On Monday, 11 February, 2019, Lilt’s database became unavailable. The downtime lasted for a total of 30 minutes, from Thursday 24:45 to Friday 00:15 Pacific Time.
This incident resulted from running a migration on one of our production database tables to prepare for a backend update to enable a new feature in the client application. The migration was run on one of our largest and most frequently queried tables, leading to the memory database instance’s available memory being saturated. Moreover, because the migration was run online, in the interest of avoiding scheduled downtime, the database continued servicing our application and backend services, the number of allowed connections was eventually reached, leaving us unable to connect to the database to cancel the query causing the problem.

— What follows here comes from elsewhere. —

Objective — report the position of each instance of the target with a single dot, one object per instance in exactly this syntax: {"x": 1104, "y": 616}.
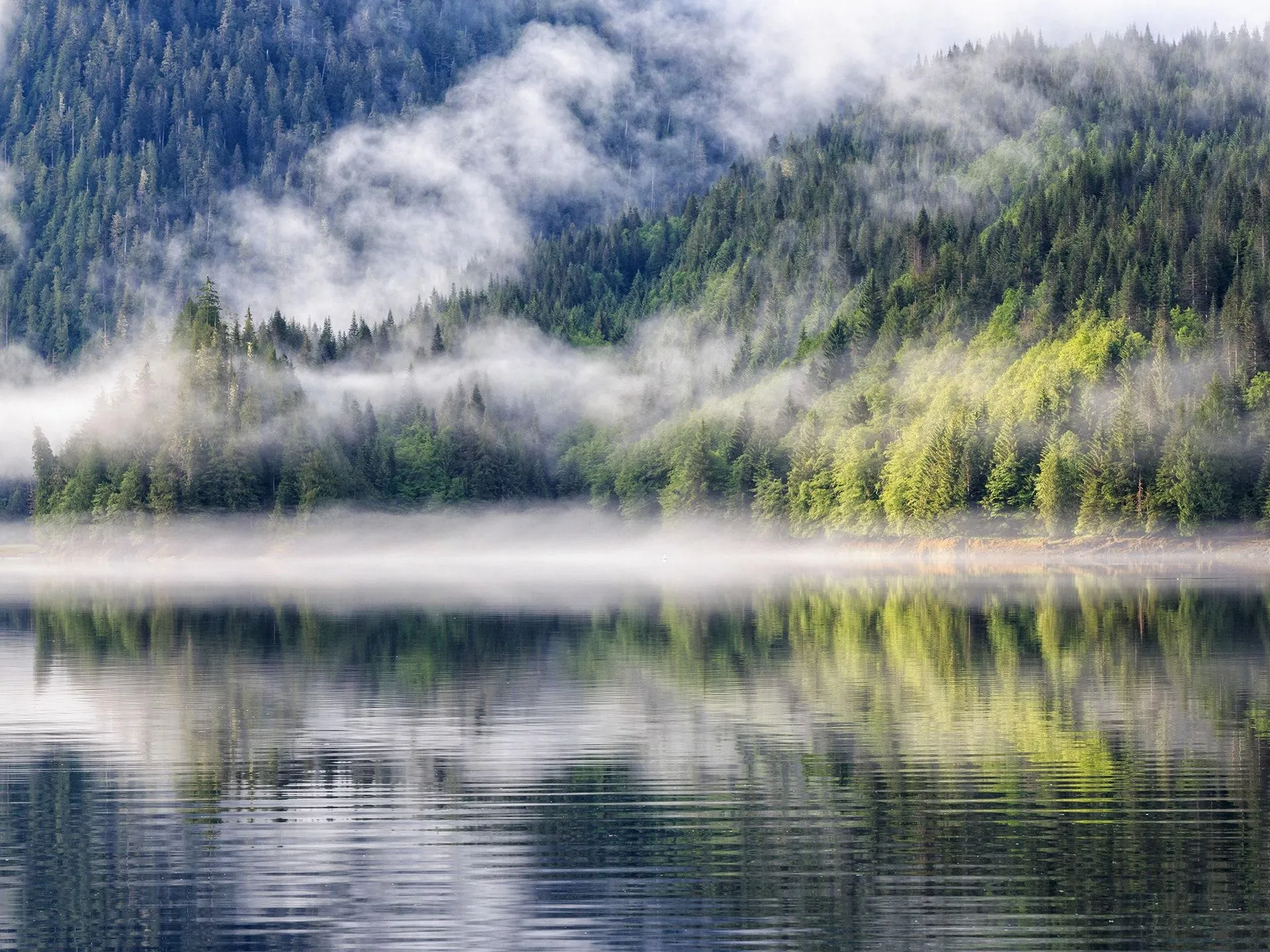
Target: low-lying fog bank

Our Lilt engineer running the migration was monitoring the migration as it was ran, but as soon as the system became unresponsive, the engineer was unable to connect to the database to cancel the query. This, in turn, led some our backend services to restart a number of times, making the system intermittently unavailable and unusable during the outage period. To resolve the issue issue, we restarted the database, which took approximately one minute.
We are taking this issue seriously and will take measures to prevent this type of problem in the future. We have already begun discussing how we will prevent this problem while running migrations on the large and frequently queried tables in our database.
We sincerely apologize to all of our customers for allowing this downtime to occur as well as for all inconvenience experienced due to this downtime.